Em entrevista à Campina FM, o advogado trabalhista Daniel Tabosa explicou que a regra prevista no artigo 651 da Consolidação das Leis do Trabalho (CLT) estabelece, em geral, que a ação deve ser proposta no local onde o serviço foi prestado. Com o novo entendimento do TST, determinadas circunstâncias geográficas e socioeconômicas podem justificar a flexibilização dessa competência.
DECISÃO PODE BENEFICIAR TRABALHADORES DO CARIRI PARAIBANO
Segundo Daniel Tabosa, a mudança tem impacto especialmente importante para trabalhadores de áreas rurais que são recrutados na Paraíba para atuar em outros estados.

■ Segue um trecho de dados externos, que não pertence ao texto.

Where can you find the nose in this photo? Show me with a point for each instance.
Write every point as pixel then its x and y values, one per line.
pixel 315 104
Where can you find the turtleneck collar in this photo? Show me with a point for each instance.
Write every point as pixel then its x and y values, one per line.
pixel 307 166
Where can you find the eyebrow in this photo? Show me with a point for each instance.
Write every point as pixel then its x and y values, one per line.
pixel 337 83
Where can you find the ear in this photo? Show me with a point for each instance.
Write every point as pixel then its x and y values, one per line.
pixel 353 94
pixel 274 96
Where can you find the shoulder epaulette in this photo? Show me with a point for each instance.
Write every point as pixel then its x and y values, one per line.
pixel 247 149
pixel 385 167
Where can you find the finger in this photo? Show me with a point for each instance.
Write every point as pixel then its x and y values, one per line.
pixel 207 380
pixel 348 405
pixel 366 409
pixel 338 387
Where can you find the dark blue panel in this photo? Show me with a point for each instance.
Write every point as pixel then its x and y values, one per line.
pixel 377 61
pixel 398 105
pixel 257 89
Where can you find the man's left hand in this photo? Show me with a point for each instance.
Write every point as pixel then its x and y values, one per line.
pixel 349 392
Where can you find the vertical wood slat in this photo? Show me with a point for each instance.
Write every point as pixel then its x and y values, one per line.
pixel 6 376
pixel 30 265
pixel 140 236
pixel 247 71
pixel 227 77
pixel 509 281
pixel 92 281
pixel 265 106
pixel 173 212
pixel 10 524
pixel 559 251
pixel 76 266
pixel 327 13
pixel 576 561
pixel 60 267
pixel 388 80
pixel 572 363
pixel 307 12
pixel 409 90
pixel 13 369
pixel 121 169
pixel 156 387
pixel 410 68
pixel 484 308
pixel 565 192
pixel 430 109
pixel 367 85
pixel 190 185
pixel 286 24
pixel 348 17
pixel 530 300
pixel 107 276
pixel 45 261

O advogado citou trabalhadores do Cariri paraibano que deixam municípios da região para trabalhar na agricultura ou na construção civil em estados como Minas Gerais, Mato Grosso, São Paulo, Rio de Janeiro e Santa Catarina. Pela aplicação estrita da regra anterior, eventuais ações poderiam precisar ser ajuizadas no estado onde o serviço foi realizado, criando dificuldades de deslocamento e de acesso à Justiça.
A flexibilização, porém, não vale automaticamente para qualquer trabalhador que esteja distante do antigo local de trabalho. De acordo com Tabosa, entre as situações destacadas estão trabalhadores rurais arregimentados para trabalhar longe de casa e vítimas de acidente de trabalho ou doença ocupacional.
TRABALHADOR TERÁ QUE COMPROVAR A SITUAÇÃO
Para solicitar a aplicação do novo entendimento, será necessário apresentar elementos que comprovem as circunstâncias específicas do caso.
Daniel Tabosa explicou que podem ser utilizados documentos como comprovante de residência, mensagens que demonstrem o recrutamento do trabalhador em sua cidade de origem, documentos do INSS e outros registros capazes de comprovar doença ocupacional ou condições que dificultem o acesso à Justiça no local onde o serviço foi prestado.
O advogado ressaltou ainda que a medida não foi criada simplesmente para permitir que qualquer pessoa escolha onde ajuizar uma ação. Um trabalhador que se mudou há anos, estabeleceu residência e constituiu vida em outro estado, por exemplo, não necessariamente estará enquadrado na situação protegida pelo entendimento do TST.
NÚMERO DE PROCESSOS PODE AUMENTAR
Questionado sobre os efeitos da mudança, Tabosa avaliou que é bastante provável um aumento das demandas trabalhistas, justamente porque a flexibilização pode reduzir barreiras enfrentadas por trabalhadores que antes tinham dificuldade para ajuizar e acompanhar processos longe de casa.
Para o advogado, a decisão também proporciona maior equilíbrio no acesso à Justiça, sem retirar das empresas as garantias de contraditório e ampla defesa.